Gli Ambasciatori del gusto e il Turismo esperenziale a Messina

Ambasciatori del gusto e promotori di iniziative. Al Marina del Nettuno Yachting Club domenica 13 ottobre alle 10,30, si parlerà di “Turismo esperienziale”. Filo conduttore di una convention organizzata dai tre Ambasciatori del Gusto messinesi Pasquale Caliri, chef del Marina del Nettuno, Lillo Freni, chef pasticcere dell’omonima pasticceria e Francesco Arena, Bakery chef del panificio Masino Arena, sarà l’enogastronomia d’eccellenza vista come strumento per attirare turismo sul nostro territorio.
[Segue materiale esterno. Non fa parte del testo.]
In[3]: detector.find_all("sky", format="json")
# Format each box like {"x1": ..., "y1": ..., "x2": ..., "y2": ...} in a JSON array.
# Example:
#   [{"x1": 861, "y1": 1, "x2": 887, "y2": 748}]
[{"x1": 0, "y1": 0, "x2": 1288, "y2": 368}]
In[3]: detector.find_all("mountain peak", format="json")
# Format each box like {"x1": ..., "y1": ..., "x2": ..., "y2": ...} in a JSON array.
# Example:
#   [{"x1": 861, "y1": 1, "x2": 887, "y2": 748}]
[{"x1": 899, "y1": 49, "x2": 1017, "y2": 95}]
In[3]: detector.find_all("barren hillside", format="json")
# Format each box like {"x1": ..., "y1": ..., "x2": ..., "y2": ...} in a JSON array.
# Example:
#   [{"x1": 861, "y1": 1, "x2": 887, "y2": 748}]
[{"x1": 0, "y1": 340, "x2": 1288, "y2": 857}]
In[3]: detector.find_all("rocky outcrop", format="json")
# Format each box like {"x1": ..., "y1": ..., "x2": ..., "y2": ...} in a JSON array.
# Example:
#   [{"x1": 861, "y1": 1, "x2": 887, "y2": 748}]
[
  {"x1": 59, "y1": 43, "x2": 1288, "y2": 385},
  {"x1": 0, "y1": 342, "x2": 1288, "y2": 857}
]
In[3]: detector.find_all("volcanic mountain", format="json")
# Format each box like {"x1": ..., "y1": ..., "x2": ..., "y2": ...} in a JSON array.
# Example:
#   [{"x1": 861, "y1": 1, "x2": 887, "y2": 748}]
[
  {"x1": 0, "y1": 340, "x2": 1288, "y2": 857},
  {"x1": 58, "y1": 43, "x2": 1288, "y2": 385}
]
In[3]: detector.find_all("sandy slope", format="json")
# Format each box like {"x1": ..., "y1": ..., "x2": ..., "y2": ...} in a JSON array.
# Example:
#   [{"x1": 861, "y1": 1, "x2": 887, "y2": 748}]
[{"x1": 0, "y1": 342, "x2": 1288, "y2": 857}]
I tre chef che nel corso dei mesi scorsi hanno organizzato diverse iniziative, questa volta, mettono sul piatto una convention che ha come obiettivo quello di progettare nuova strategie per rilanciare il turismo a Messina. E per capire quali sia lo stato dei fatti nella città dello Stretto chiamano alcuni esperti. “Messina è seconda per transiti solo a Napoli- dice Chef Caliri-  basterebbe questo dato per farci capire come questo territorio possa letteralmente pullulare di iniziative adatte a soddisfare un’ impressionante richiesta. Investire nella città significa  credere nelle sue potenzialità e negli artefici della sua economia. Troppo spesso si tralascia questo particolare e ci si lascia trasportare da falsi miti e ci si lascia sedurre da esperienze esterofile. Non siamo figli di un dio minore dobbiamo credere nelle nostre potenzialità e saper vendere la nostra arte e i nostri prodotti”. Al Marina Del Nettuno domenica prossima assieme a chef Caliri, che farà gli onori di casa, e agli altri due Ambasciatori Del Gusto messinesi Freni e Arena, saranno presenti alcuni esperti del settore: da Ivo Blandina presidente della Camera di Commercio di Messina a Filippo Grasso, vicepresidente del Messina Tourism Bureau e docente universitario, a Fabrizio Scaramuzza di Non solo Cibus.
Il Turismo esperienziale, rappresenta l’esatto opposto del turismo di massa. E’ legato alla scoperta dell’enogastronomia sul territorio. Questa la scommessa che gli Ambasciatori Del Gusto Italiani che proprio lo scorso mese a Napoli hanno dato vita al loro congresso Nazionale, vogliono vincere..
Secondo gli Ambasciatori del Gusto non basta più agire per slogan. Ripetere all’infinito che l’Italia è il Paese in cui si mangia meglio al mondo. Serve nuova linfa per il turismo esperienziale. Un turismo legato strettamente all’enogastronomia. Occorre puntare su maggiore qualità e meno folklore per non perdere terreno rispetto a tutti quei Paesi che stanno investendo molto sullo sviluppo dell’enogastronomia locale intercettando un turismo di livello medio alto.
Sono numeri importanti quelli di questo tipo di turismo.  Nel 2018 il 98% dei viaggiatori italiani si sono immersi in una o più esperienze enogastronomiche. Il trend ha continuato a crescere facendo registrare un ulteriore +53% nel 2019. Le esperienze più amate sono mangiare piatti tipici del luogo (88%), visitare mercati (82%), visitare ristoranti e bar storici, le visite ai luoghi di produzione diversi dalle cantine, tra questi caseifici, frantoi, birrifici, salumifici, pastifici.
A ostacolare lo sviluppo di questi percorsi è la mancanza di una legislatura e delle informazioni di massima per poterne usufruire. Prodotto, servizio, storytelling sono i tre elementi necessari per la costruzione di un’esperienza di valore.